The month of October would be a good time to expect Reserve Bank of India (RBI) to start cutting policy rates as that would prove to be a big booster for this fiscal year, Nilesh Shah, MD & CEO of Envision Capital, said on June 1.
Speaking in an exclusive interview to Moneycontrol, Shah also noted that RBI's decision will also be measured against US Federal Reserve's rate decisions. "Need to be watchful of what the US Fed does on interest rates," the market guru cautioned, adding, "If the US Fed stance is not that of an accelerated hike, then we should be fine."
Shah's comments come in the backdrop of the upcoming Monetary Policy Committee (MPC) meeting, scheduled for June 6-8, 2023. Several economists expect one more pause by the central bank's committee in view of the recent Consumer Price Index (CPI) and Core CPI numbers, as well as a better-than-expected gross domestic product (GDP) at 7.2 percent for financial year 2022-2023.
More so, in April, the Reserve Bank in a surprise move hit the pause button and decided to keep the key benchmark policy rate at 6.5 percent.
ALSO READ: Growth worries loom over June MPC meetingHowever, Shah also mentioned that if the US Fed stance is not that of an accelerated hike in the coming months, then the situation in India should be fine, adding that the "only joker in the pack is what the Fed does."

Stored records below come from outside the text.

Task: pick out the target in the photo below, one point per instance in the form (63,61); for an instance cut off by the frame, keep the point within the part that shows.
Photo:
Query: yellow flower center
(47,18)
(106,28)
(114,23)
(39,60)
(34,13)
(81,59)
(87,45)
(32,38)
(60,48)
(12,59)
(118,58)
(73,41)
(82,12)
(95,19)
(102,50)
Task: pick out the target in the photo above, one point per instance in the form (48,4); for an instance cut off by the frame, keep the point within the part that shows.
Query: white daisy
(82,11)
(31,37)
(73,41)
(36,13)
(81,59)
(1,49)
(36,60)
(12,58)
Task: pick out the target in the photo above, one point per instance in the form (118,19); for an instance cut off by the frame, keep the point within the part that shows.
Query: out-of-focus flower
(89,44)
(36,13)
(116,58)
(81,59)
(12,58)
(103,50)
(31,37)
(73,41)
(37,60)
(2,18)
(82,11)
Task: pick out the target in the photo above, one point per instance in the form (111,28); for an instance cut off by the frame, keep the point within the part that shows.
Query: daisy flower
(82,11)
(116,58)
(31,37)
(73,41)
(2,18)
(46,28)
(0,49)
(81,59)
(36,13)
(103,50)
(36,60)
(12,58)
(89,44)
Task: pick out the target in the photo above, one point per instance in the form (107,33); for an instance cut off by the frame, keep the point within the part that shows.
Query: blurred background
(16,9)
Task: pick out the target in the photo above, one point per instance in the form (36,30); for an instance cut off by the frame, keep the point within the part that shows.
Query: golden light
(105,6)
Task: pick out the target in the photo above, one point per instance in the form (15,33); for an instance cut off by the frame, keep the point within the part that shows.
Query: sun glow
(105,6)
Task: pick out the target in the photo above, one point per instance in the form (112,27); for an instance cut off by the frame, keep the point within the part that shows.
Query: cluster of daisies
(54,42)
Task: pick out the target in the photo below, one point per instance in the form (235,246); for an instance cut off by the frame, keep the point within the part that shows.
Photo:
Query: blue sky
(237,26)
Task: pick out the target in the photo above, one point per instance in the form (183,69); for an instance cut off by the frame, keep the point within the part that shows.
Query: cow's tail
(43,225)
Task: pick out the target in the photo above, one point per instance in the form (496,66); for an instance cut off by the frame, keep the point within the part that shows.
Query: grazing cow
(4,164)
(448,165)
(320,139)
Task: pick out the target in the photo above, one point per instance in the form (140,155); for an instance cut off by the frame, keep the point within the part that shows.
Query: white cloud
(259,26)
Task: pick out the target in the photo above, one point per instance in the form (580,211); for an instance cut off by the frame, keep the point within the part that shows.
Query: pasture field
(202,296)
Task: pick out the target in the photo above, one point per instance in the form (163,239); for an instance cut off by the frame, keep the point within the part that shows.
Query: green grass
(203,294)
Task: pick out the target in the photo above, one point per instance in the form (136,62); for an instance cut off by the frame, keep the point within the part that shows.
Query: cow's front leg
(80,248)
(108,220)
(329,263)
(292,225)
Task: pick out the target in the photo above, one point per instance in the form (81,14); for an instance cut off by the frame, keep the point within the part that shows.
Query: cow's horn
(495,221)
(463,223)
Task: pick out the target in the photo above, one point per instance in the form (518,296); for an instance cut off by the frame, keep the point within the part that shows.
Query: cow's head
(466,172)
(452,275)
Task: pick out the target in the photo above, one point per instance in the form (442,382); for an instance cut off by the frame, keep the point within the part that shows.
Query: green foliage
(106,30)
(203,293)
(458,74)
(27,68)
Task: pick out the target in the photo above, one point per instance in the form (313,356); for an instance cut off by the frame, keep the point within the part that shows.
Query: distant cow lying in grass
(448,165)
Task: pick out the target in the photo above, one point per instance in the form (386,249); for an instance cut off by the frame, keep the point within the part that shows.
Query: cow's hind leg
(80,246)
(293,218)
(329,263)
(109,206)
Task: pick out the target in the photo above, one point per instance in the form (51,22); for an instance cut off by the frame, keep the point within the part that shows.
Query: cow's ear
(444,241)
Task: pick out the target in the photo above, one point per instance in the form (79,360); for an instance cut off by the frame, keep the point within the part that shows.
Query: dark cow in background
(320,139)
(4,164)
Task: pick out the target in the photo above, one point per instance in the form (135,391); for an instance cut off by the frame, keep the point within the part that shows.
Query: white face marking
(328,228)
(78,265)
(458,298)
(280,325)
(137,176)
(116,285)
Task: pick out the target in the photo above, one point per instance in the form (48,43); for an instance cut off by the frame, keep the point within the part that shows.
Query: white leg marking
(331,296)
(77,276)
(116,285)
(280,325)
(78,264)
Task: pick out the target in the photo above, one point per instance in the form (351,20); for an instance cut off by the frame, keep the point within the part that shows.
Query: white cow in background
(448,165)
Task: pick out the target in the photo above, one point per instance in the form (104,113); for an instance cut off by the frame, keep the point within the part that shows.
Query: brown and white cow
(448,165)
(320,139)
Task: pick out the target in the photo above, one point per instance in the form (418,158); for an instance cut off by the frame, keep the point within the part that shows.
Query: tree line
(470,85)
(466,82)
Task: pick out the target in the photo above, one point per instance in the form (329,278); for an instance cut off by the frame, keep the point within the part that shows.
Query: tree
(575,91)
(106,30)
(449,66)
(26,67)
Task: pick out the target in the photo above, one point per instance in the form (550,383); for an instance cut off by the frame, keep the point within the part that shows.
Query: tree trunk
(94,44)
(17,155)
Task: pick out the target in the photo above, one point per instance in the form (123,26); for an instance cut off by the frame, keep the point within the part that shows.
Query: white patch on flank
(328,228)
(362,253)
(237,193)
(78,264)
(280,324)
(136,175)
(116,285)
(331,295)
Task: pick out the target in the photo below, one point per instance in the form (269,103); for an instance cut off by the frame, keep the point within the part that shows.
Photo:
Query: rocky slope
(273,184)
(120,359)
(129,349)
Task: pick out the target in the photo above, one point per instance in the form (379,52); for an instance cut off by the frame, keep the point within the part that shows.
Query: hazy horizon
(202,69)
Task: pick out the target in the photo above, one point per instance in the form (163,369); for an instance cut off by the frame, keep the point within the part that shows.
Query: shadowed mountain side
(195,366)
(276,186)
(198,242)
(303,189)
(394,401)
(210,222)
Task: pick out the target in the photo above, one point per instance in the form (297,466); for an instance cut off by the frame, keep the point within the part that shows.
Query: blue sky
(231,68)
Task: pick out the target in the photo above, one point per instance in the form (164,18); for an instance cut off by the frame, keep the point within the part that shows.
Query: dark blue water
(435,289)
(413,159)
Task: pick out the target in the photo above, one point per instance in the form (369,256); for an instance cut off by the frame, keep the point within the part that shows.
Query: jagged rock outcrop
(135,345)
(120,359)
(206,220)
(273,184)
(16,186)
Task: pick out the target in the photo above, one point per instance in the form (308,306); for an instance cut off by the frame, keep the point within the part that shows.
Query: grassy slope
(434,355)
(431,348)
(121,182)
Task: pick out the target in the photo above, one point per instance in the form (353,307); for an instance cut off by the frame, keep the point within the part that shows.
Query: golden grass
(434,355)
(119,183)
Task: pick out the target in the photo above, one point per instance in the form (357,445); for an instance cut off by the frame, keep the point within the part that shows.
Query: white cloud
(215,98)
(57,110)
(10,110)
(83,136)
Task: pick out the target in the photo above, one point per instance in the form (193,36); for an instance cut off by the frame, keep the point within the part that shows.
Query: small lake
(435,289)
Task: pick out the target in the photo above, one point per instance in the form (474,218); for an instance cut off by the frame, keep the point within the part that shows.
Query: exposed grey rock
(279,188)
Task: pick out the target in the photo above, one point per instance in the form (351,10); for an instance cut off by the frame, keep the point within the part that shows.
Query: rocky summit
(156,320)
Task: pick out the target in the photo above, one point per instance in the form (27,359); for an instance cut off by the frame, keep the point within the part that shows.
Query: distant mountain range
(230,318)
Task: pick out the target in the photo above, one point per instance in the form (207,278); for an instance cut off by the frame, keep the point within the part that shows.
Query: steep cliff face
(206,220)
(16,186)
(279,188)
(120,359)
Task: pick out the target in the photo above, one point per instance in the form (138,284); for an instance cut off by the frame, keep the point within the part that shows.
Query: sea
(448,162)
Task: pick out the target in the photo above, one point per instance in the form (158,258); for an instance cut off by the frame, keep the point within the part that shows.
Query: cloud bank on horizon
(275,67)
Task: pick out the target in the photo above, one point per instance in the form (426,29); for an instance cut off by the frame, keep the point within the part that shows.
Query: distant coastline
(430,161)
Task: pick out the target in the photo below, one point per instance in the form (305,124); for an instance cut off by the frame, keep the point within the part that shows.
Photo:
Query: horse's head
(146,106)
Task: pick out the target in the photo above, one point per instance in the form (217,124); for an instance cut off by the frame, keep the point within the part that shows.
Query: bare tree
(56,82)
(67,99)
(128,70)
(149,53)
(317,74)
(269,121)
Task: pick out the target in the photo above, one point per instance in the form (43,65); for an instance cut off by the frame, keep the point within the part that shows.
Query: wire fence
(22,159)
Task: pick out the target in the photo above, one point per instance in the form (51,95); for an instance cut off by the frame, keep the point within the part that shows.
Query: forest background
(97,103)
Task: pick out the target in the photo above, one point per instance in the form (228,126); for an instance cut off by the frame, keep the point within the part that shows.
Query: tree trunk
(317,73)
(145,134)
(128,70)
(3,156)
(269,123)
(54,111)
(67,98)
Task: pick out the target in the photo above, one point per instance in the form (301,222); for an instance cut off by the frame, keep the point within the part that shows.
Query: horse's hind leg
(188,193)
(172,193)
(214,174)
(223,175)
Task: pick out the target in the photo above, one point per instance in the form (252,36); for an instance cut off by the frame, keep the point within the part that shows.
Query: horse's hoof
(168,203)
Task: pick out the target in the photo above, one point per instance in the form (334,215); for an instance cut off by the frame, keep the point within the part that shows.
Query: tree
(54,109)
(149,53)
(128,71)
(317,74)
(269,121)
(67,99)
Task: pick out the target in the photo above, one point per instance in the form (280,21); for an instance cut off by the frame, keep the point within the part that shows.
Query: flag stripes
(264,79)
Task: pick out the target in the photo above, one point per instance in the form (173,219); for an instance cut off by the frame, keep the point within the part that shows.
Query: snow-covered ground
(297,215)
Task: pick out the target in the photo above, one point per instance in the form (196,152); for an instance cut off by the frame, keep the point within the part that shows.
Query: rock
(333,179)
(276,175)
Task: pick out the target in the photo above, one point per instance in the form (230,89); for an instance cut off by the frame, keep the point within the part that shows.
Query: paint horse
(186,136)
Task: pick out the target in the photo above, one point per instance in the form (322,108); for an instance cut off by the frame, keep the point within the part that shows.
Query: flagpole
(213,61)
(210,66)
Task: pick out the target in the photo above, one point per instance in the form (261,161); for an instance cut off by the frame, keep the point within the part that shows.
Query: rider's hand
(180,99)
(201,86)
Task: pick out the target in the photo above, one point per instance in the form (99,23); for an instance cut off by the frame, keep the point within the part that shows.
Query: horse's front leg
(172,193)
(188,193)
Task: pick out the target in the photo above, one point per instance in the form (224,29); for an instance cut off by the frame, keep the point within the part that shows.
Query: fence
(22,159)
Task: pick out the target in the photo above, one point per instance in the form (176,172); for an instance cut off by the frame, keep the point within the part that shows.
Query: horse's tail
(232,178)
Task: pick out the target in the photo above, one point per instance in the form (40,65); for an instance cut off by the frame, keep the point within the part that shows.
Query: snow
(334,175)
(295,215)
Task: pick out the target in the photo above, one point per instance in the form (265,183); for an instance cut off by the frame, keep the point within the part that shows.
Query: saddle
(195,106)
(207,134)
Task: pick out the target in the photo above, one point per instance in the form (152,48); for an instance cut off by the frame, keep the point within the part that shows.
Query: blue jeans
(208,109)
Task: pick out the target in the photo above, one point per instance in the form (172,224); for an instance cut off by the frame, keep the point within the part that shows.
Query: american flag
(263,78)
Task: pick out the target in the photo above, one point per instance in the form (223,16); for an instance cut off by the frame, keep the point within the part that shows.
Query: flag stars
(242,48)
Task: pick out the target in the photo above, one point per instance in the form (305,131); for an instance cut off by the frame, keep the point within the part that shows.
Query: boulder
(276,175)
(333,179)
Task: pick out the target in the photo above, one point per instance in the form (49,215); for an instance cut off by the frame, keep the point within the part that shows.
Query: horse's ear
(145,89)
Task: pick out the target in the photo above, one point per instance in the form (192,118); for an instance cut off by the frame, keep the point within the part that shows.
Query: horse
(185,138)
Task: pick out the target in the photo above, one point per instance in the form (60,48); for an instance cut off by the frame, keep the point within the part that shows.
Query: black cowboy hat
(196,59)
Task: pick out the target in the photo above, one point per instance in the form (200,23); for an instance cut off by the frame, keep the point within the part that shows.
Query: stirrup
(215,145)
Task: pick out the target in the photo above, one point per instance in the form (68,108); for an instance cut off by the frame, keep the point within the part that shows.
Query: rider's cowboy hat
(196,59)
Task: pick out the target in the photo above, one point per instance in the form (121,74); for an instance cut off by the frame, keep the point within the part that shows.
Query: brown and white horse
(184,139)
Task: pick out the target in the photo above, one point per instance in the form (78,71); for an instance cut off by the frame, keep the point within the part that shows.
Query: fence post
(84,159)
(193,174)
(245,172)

Meanwhile, news agency Reuters reported that Federal Reserve officials including the vice chair-designate pointed towards a rate hike "skip" in June, prompting a quick reversal of market expectations for another hike as the US central bank weighed the value of caution against still strong inflation data. The Fed policy meeting is scheduled for June 13-14.
Furthermore, talking about variables to be watched out for over the next few weeks, Shah mentioned Fed's decision and the upcoming monsoon "should not be a challenger."
That said, presenting an optimistic approach in view of the recent growth numbers and market upmove, Shah also said that India is in a Goldilocks situation despite economic tailwinds globally.
In a Goldilocks situation, the economy is not expanding by a huge margin with inflation or shrinking into recession. Such a scenario is said to be good for investors as companies perform well and stocks rally.